BRIAN SOZZI: Dan, if Europe bans Russian oil, where do they get oil, and what would that mean for world oil prices?

DAN DICKER: To the right. And Brian, that was the argument. The arguments of the Europeans are that you can ban Russian oil, but you can redirect it to China, to India, and that really does nothing to harm the Russians. Now, that’s not quite true.

First and foremost, when you move it from west to east, you have a price issue. The Chinese and Indians pay a discount to take what is essentially black market oil. Then you have an economic problem getting that oil through the regular financial system, which is shut down by sanctions. So either way there will be discounted profit going to the Russians on what they can move.

The reason I draw your attention to what is happening in production is that yes, oil that is not sold in the West can be sold in the East. But oil that is lost from the global supply chain due to production problems in Russia is lost, period. And there is no money to be made from it. And that, I think, is going to be the most important aspect as we move forward – no matter what happens in Ukraine – if again the Europeans stand firm on banning Russian oil. And American and European oil companies stay strong by not trying to make a quick buck in Russia when the opportunity arises.

JULIE HYMAN: So the oil that is produced in Russia, is it able to sell all of that at this point? And if not, what happens to this oil?

DAN DICKER: Yeah, and Julie, most of them have found homes. But again, much of it was sold at discounted prices. And I think the pressure that Putin feels from that particular part — remember, Russia is very dependent on oil sales to generate revenue. And, you know, he really bet on this whole consortium of American and European consumers, as well as American and European oil companies, to lose hope or not be able to sustain that kind of pressure on Russian oil.

He may be right in the long run, but what I’m trying to warn everyone about is that if he’s wrong about this, he could literally be with a Treasury that went bankrupt in August . So it’s not that far off that these kinds of bans and cuts in production numbers really have a major effect on what’s going to happen in the Russian economy, and the real impact that’s going to have on Putin. In my opinion, that’s a much more effective way to defeat Putin, if that’s what you’re considering, than all the weapons in the world coming into Ukraine. Ultimately, it will be the pressure on the Russian economy that will prevent Putin from doing what he is doing now.
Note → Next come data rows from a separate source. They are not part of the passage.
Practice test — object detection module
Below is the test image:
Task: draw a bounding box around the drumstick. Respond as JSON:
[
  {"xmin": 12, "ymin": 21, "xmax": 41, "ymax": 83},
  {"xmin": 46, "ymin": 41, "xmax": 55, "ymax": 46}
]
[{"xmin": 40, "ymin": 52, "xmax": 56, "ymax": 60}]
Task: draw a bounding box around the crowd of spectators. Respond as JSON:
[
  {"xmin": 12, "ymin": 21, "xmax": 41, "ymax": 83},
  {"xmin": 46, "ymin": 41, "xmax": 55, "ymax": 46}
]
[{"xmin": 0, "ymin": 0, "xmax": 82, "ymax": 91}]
BRIAN SOZZI: Dan, so many people are focused on the upside risks to oil prices. I think Goldman Sachs was this morning looking for $125 a barrel of oil this summer. But growth is clearly slowing down. Consumers are clearly starting to show inflation fatigue. See…can you make the case for oil below $90 a barrel this summer?
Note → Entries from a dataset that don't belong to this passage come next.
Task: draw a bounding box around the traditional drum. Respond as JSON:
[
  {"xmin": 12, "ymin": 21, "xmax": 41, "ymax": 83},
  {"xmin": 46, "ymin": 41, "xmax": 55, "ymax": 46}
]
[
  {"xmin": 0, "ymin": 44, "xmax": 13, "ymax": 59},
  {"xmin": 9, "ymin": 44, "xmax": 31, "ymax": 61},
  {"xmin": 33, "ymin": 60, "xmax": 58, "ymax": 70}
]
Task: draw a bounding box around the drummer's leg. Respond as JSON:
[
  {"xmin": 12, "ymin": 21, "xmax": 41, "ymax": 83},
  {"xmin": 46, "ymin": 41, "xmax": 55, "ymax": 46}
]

DAN DICKER: I don’t know Brian. Of course, you know that’s very hard to predict, right? You talk about a very important macroeconomic input into oil prices, and that is whether we are looking at what will be a major or minor recession or a soft landing. And for me, I mean, you talk about it with people who are much better at predicting these things than the oil guy is.
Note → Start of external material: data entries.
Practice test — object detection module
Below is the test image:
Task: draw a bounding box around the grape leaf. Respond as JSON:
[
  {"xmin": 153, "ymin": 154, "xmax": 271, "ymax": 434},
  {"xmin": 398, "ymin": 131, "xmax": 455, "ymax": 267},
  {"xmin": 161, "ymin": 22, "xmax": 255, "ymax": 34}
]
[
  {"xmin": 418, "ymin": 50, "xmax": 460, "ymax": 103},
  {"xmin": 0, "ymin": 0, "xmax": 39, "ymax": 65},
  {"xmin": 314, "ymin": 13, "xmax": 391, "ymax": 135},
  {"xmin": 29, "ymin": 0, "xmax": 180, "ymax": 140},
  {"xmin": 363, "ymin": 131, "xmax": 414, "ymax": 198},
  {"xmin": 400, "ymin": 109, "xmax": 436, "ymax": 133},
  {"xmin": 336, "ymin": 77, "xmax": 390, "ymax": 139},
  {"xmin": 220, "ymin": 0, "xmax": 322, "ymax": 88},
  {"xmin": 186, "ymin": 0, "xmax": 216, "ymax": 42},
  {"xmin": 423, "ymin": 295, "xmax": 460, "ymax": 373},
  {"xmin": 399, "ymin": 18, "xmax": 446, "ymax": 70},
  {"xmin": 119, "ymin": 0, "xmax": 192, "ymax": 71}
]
But you are right. If we get a really deep recession, it’s not oil that’s going to come out of it. It will also sink. My takeaway for people watching is that in a market where technology is killed and most consumer durables are killed, I will tell you that the fundamental nature of oil will make it a nice shelter in what could be a very Dark Storm.

BRIAN SOZZI: Don’t be shy, Dan. You’ve made a lot of big calls over the years on oil. I followed them all. We will leave it there. Dan Dicker, the founder of Energy Word. Thank you so much.